1

I would like to allow a connection from a java client.

This Java client needs to support multiple public keys for different DB's.

I must do it with a PUBLIC KEY and MUST NOT trust server certificate.

I have searched online but could not find a full solution for this problem, these are some of the links I have read:

first

second

third

I have also read this link myt question is not duplicate since its a completly different connection type - this is a JDBC connection with conneciton manager and not a general URL connection with SSL.

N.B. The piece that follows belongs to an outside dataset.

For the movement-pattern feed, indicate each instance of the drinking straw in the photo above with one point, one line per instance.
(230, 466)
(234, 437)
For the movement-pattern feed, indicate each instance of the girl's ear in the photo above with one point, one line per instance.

and many more, all the stack overflow solution I found offered to trust server certificate which means skip the public key verification

This is my code:

String connectionString = "jdbc:mysql://abcd-efg.rds.amazonaws.com:3306/test?trustServerCertificate=false&useSSL=true&requireSSL=true&verifyServerCertificate=true"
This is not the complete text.